Es gibt etliche Mittel, nicht nur das Schreiben, um Gedanken auszubilden und – auch dieser Aspekt fehlt mir in Evan Puschaks ChatGTP-Video – zu reflektieren. Ich glaube, dass Musik so ein Mittel ist. Oder das Malen. Ich kann es zwar nicht nachvollziehen, lese aber immer wieder, dass auch der Tanz ein solches Mittel ist. Ich glaube das alles gut und gerne, sofern ein Schaffensprozess hinter der Tätigkeit zu finden ist. Manchmal bilde ich mir ein, Malerei zu verstehen (wenn ich sehr, sehr viel vorher darüber lese), bei manchen Gefühlsregungen mache ich lieber Musik (als zu schreiben) und, dem Gedanken folgend, kann ich mir auch sehr gut vorstellen, dass es wiederum andere Personen gibt, die den Tanz nutzen, um etwas auszudrücken oder darüber zu reflektieren.
Es fällt mir leicht, Evan Puschaks Argument zu folgen, denn es basiert auf der Annahme, dass Denken in Form von Sprache erfolgt und wir ein Produkt dieser Sprache sind. Ich bin mir aber nicht sicher, ob das ein beispielsweise Kunst schaffender Mensch auch so sehen würde. In dieser Hinsicht bin ich offen und suche – nicht forciert, aber doch – nach Input, den ich in meine Gedankenwelt übernehmen und mein Verstehen der Welt um einen weiteren, kleinen Schritt vervollständigen kann. Ein Chatbot, den ich danach frage, wird mir die Antwort wohl nicht liefern können. Oder doch?

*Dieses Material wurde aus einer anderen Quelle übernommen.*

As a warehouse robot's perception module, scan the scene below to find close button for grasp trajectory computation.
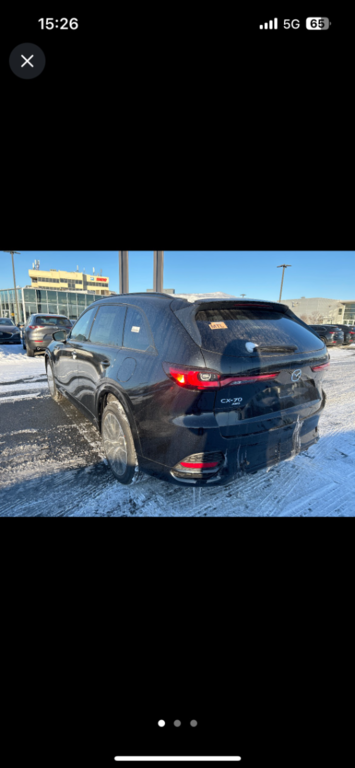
[9,43,46,80]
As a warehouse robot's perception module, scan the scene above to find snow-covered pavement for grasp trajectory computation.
[0,344,355,517]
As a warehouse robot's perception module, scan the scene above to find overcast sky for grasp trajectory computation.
[0,249,355,301]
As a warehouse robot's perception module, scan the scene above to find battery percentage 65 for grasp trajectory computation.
[306,16,331,29]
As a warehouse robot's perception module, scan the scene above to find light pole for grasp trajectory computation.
[118,251,129,293]
[277,264,292,302]
[3,251,21,325]
[153,251,164,293]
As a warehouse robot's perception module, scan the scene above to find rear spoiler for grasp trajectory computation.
[170,298,313,347]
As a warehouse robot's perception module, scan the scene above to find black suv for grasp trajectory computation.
[22,312,72,357]
[328,323,355,346]
[45,293,329,486]
[308,324,344,347]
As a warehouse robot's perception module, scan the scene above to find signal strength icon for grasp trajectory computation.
[259,19,278,29]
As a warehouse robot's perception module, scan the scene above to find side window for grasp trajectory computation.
[123,307,152,352]
[90,304,126,347]
[70,307,97,341]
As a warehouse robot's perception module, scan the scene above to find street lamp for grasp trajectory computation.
[3,251,21,323]
[277,264,292,302]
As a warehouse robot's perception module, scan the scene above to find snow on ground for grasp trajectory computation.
[0,344,355,517]
[0,344,45,383]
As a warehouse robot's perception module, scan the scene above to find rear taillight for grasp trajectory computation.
[311,363,330,371]
[163,363,280,389]
[174,451,224,476]
[180,461,218,469]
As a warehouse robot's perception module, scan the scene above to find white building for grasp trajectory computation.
[281,296,352,325]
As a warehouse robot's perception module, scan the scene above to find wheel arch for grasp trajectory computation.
[96,384,141,454]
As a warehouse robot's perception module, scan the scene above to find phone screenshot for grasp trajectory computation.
[0,9,355,768]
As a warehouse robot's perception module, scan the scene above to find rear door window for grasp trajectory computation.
[90,304,126,347]
[196,307,321,357]
[70,307,97,341]
[36,315,69,328]
[123,307,153,352]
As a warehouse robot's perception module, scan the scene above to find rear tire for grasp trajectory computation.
[101,395,148,485]
[46,360,63,403]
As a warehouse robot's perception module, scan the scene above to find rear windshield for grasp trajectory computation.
[196,308,322,357]
[36,315,71,328]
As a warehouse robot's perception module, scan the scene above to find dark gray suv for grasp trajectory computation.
[22,313,72,357]
[45,293,329,486]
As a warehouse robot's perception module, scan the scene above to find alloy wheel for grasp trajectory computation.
[102,413,127,475]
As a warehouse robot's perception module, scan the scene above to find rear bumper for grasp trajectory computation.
[139,398,325,487]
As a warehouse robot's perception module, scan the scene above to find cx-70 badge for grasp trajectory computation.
[291,369,302,381]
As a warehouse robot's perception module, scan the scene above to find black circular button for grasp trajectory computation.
[9,43,46,80]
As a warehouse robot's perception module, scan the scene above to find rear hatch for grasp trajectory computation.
[172,301,328,437]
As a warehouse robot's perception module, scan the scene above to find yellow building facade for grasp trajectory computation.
[28,269,110,296]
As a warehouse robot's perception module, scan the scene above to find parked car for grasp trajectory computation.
[45,293,329,486]
[308,324,344,347]
[22,313,72,357]
[0,317,21,344]
[328,323,355,346]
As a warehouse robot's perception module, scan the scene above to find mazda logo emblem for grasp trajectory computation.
[291,369,302,381]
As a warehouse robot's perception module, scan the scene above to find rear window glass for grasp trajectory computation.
[90,304,126,347]
[36,315,71,328]
[196,308,320,357]
[123,307,152,352]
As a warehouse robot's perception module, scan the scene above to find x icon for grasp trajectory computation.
[21,53,34,69]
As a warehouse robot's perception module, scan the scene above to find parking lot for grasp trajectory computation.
[0,344,355,517]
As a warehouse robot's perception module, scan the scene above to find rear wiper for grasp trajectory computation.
[257,344,298,352]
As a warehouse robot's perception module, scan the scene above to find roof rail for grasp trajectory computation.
[100,291,174,301]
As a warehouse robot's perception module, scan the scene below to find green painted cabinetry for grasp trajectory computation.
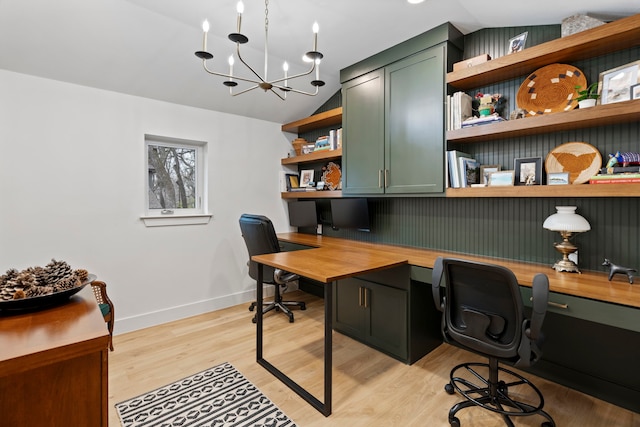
[342,45,446,195]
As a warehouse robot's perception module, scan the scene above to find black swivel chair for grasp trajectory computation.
[432,258,555,427]
[240,214,307,323]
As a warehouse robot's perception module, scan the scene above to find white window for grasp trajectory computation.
[143,135,210,226]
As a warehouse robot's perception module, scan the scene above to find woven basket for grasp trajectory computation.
[516,64,587,116]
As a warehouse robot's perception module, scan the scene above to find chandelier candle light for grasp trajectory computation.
[195,0,324,100]
[542,206,591,273]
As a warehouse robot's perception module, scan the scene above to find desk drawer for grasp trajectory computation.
[520,286,640,332]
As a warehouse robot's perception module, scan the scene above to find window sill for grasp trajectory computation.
[140,214,213,227]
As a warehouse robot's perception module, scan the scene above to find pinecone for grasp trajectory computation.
[73,268,89,283]
[26,286,53,298]
[53,274,81,292]
[26,266,47,286]
[44,259,73,286]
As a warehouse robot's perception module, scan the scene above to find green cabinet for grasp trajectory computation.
[342,44,446,194]
[333,278,408,360]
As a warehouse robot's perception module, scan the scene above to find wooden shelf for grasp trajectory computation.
[280,190,342,199]
[447,184,640,197]
[282,107,342,133]
[447,100,640,143]
[280,148,342,165]
[447,14,640,90]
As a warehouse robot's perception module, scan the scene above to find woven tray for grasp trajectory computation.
[544,142,602,184]
[516,64,587,116]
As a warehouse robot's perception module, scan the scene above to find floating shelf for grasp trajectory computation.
[447,184,640,197]
[447,99,640,143]
[280,190,342,199]
[447,14,640,90]
[282,107,342,133]
[280,148,342,165]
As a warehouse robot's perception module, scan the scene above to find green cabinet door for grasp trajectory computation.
[342,70,384,194]
[384,46,445,194]
[364,282,408,361]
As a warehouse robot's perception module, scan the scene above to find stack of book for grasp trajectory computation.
[447,150,480,188]
[589,173,640,184]
[447,92,473,130]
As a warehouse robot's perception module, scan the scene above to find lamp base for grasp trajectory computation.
[552,259,580,274]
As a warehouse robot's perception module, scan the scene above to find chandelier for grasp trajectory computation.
[195,0,324,101]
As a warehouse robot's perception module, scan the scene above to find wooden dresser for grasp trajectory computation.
[0,285,109,427]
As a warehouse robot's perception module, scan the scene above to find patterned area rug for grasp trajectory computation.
[115,363,296,427]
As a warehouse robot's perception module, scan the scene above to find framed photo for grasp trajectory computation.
[488,171,514,187]
[287,173,300,191]
[547,172,569,185]
[598,61,640,105]
[513,157,542,185]
[507,31,529,54]
[480,165,502,185]
[300,169,313,187]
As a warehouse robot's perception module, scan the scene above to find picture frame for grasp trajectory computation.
[487,170,515,187]
[480,165,502,185]
[513,157,542,185]
[507,31,529,55]
[286,173,300,191]
[300,169,314,187]
[547,172,569,185]
[598,61,640,105]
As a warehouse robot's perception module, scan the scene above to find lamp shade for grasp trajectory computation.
[542,206,591,233]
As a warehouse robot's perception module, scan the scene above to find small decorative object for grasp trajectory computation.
[291,138,308,156]
[516,64,587,116]
[513,157,542,185]
[602,258,638,285]
[598,61,640,105]
[542,206,591,273]
[471,92,507,117]
[507,31,529,54]
[547,172,569,185]
[300,169,313,187]
[544,142,602,184]
[576,82,600,108]
[480,165,502,186]
[487,171,514,187]
[560,15,605,37]
[322,162,342,191]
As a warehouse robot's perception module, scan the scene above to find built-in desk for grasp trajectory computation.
[0,285,109,427]
[278,233,640,412]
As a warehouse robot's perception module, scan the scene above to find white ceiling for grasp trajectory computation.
[0,0,640,123]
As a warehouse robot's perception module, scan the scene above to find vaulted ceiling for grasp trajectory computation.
[0,0,640,123]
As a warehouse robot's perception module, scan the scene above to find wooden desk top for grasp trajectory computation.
[251,246,407,283]
[0,285,109,377]
[278,233,640,308]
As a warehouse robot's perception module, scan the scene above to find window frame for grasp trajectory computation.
[141,134,212,227]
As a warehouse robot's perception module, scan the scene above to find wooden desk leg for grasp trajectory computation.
[256,264,333,417]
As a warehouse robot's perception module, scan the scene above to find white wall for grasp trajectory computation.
[0,70,291,334]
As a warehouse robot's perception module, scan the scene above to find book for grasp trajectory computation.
[447,150,472,188]
[589,173,640,184]
[458,157,480,188]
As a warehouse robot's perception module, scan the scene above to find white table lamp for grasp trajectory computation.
[542,206,591,273]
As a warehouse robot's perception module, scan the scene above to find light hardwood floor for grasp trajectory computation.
[109,291,640,427]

Es gibt verschiedene Mittel neben der Sprache, die uns helfen können, uns selbst besser zu verstehen. Eines davon ist die Kunst, die uns ermöglicht, unsere Emotionen auf tiefgründige Weise auszudrücken. Durch das Betrachten oder Machen von Kunst können wir unsere Gedanken und Gefühle reflektieren. Ein weiteres Mittel ist Sport und Bewegung, die uns helfen können, uns selbst besser kennenzulernen. Durch körperliche Aktivität können wir unsere Gedanken und Gefühle besser verarbeiten und uns auf uns selbst konzentrieren. Es ist wichtig, dass wir uns die Zeit und den Raum geben, um uns selbst zu reflektieren.
Den letzten Absatz hat ChatGPT geschrieben.